Reputation:
According to https://docs.djangoproject.com/en/dev/ref/forms/validation/
# Good
ValidationError(
_('Invalid value: %(value)s'),
params={'value': '42'},
)
# Bad
ValidationError(_('Invalid value: %s') % value)
The docs doesnt really explain why it is bad / good. Can someone give a concrete example?
Furthermore, when I inspect form.errors
, I get something like 'Invalid: %(value)s'
. How do I get the params from the Validation error and interpolate them into the error msg?
Edited
So is this considered good?
ValidationError(
_('Invalid value: %(value)s') % {'value': '42'},
)
I think the real question is: why pass the variables separately via the params
argument? Why not interpolate directly into the error msg (ignore named or positional interpolation for now)???
Edited
Ok, From the source @ https://github.com/django/django/blob/stable/1.5.x/django/forms/forms.py I don't think there is any way to retrieve ValidationError's params since the Form does not even save the ValidationError object itself.

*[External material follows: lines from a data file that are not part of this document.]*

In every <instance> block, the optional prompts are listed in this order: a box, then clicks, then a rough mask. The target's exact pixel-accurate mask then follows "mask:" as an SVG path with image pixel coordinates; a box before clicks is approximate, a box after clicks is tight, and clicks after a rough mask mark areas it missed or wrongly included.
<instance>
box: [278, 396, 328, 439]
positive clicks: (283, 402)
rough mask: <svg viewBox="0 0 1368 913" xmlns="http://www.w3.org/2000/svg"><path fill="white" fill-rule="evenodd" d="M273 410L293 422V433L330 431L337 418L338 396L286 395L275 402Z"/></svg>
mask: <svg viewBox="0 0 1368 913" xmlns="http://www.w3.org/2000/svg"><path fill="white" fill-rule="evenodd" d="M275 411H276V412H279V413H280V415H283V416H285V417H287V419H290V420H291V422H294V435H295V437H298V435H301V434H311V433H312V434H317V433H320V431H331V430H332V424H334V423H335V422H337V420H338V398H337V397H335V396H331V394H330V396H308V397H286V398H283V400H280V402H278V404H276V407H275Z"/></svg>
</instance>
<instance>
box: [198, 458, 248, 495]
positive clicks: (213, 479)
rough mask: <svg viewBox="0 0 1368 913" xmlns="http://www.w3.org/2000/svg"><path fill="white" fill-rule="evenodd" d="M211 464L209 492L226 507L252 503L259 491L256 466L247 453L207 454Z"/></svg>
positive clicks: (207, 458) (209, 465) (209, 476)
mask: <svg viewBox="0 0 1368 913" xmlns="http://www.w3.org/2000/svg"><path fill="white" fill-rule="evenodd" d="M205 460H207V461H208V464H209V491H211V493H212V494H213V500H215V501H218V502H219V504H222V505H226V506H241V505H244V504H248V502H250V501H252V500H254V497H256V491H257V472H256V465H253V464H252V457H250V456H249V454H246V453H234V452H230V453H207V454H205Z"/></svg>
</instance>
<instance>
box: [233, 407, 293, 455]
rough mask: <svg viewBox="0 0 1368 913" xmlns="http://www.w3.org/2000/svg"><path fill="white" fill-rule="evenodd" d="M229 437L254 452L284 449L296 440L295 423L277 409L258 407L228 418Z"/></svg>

See code below.
class ValidationError(Exception):
"""An error while validating data."""
def __init__(self, message, code=None, params=None):
import operator
from django.utils.encoding import force_text
"""
ValidationError can be passed any object that can be printed (usually
a string), a list of objects or a dictionary.
"""
if isinstance(message, dict):
self.message_dict = message
# Reduce each list of messages into a single list.
message = reduce(operator.add, message.values())
if isinstance(message, list):
self.messages = [force_text(msg) for msg in message]
else:
self.code = code
self.params = params
message = force_text(message)
self.messages = [message]
class Form:
....
def _clean_fields(...):
....
except ValidationError as e:
self._errors[name] = self.error_class(e.messages) # Save messages ONLY
if name in self.cleaned_data:
del self.cleaned_data[name]
Upvotes: 8
Views: 6793
Reputation: 6162
ValidationError
is caught by the form validation routine and though it can just show a message, it's better to save the possibility of getting params
of error; eg. field name, value that caused error and so on. It's stated just before the example you've provided.
In order to make error messages flexible and easy to override
Upvotes: 2
Reputation: 308779
If you have multiple parameters, they might appear in a different order when you translate the error message.
Named arguments allow you to change the order in which the arguments appear, without changing params
. With a tuple of arguments, the order is fixed.
Note that you are linking to the development version of the Django docs. The validation error is not interpolating the parameters because you are using Django 1.5 or earlier. If you try your code in the 1.6 beta, then the parameters are interpolated into the error message.